The Illumina GAIIx Genome Analyzer is based on solid phase amplification followed by SBS of randomly fragmented DNA. The technology involves attachment of a short DNA fragment to a solid surface called a flow cell. The DNA fragments are then PCR amplified to create clusters at a very high-density (>25 million DNA clusters per lane) on the surface of a transparent sequencing flow cell. Amplified fragments representing a cluster are then sequenced and imaged with each reaction step. As the sequencing reaction occurs, fluorescently labeled reversible terminators are added, imaged, and removed allowing for the following sequencing step. The Illumina platform generates a much greater number of reads (~200 million/run, 48GB/run) and at a lower cost, which is approximately a 20-200 fold increase in sequence information over 454 per run which generates ~1 million 400 bp reads per run. However, the key disadvantages are shorter read lengths (36-151mers) and a longer run time (3-14 days) than with the 454. Illumina’s SBS approach provides much higher accuracy (<1.0% error per base).
The appropriate choice of instrument and experimental approach will be determined by the investigators in consultation with staff from the Functional Genomics, Biometrics, and Bioinformatics Shared Resources, who will be engaged in all stages of experimental design, data acquisition, processing and analysis.
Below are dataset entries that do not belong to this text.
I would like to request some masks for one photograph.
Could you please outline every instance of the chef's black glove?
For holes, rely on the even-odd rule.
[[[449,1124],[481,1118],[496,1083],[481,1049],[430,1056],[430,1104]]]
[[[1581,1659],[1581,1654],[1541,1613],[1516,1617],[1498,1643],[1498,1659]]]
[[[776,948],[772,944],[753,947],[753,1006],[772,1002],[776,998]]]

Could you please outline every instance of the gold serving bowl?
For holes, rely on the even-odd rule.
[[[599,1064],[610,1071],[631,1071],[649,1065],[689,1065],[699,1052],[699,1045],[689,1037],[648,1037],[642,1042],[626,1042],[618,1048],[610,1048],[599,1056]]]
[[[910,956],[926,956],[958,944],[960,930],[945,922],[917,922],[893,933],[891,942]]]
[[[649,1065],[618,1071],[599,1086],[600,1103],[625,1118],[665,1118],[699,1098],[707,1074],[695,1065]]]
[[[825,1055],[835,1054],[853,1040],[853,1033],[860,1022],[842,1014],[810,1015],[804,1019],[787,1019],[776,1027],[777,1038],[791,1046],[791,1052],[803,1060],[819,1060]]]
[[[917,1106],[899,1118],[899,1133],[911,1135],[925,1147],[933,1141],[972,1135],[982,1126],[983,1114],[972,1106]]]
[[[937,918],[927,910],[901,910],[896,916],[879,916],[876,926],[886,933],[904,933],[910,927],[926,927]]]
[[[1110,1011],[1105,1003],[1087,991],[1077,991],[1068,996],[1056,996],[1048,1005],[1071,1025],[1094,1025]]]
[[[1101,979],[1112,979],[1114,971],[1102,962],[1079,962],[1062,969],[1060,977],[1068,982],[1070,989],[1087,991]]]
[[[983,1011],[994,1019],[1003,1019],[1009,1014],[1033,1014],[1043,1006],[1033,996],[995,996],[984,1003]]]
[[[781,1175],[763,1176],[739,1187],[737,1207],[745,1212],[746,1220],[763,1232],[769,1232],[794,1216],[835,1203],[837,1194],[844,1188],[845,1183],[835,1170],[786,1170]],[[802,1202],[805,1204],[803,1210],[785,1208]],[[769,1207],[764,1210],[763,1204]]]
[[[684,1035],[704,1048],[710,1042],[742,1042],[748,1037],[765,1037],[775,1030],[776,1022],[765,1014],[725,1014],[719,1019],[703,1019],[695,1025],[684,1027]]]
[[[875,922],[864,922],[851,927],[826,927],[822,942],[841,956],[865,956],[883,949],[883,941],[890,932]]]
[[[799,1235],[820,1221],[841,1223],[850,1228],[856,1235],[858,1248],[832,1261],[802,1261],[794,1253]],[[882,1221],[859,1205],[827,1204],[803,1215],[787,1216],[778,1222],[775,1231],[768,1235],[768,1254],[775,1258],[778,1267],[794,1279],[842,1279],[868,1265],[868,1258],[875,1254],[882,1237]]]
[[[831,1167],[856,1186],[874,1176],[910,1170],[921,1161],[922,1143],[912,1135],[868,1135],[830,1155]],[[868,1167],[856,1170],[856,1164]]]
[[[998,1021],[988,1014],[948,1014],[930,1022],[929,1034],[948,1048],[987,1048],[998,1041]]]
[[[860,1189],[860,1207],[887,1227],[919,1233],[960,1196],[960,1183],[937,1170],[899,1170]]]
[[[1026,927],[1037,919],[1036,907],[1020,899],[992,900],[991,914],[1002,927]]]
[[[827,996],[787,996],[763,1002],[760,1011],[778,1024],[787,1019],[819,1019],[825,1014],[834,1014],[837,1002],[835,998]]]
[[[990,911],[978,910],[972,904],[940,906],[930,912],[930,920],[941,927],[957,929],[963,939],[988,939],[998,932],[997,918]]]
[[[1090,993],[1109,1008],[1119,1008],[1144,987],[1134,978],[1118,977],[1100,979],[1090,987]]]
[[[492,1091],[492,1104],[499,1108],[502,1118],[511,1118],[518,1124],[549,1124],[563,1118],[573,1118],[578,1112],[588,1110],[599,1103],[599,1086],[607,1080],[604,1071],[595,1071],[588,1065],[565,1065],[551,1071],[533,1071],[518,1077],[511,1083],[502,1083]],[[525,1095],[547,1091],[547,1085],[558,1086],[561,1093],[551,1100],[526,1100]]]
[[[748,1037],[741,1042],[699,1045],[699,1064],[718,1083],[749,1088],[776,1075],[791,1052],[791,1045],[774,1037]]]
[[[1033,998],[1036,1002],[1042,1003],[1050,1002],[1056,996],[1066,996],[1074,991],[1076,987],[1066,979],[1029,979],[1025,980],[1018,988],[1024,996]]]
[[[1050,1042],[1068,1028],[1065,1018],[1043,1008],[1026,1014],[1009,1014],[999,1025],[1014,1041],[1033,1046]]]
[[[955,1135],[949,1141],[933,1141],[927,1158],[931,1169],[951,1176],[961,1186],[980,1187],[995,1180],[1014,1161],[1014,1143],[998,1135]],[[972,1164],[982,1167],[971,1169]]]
In general, both the Illumina and SOLiD platforms are ideal for RNA-Seq, ChIP-Seq and methylC(BS)-Seq applications, due to their ability to generate millions of short reads per run. While the 454 platform generates longer reads (~400 nt), the key advantage of the Illumina platform is that it is capable of generating up to 200-fold more sequence data for 1/2 to 1/3 of the 454 cost. The Roche/454 FLX pyrosequencing system uses massively parallel sequencing-by-synthesis (SBS) technology. As noted above, the main advantage of this technology is the ability to generate longer reads (~400 nt) than the Illumina and SOLiD and platforms, which is useful for DNA methylation analysis, resequencing, and genomic sequencing applications. Thus selection of the appropriate approach will be determined on a case-by-case basis.
Raw data from the sequence analysis will be pre-processed to ensure quality control and transferred to the Bioinformatics Shared Resource for detailed analysis (including functional analysis) to elucidate the underlying biological processes giving rise to the observed data. Processed data will also be stored on one terabyte external hard drives provided to the investigators.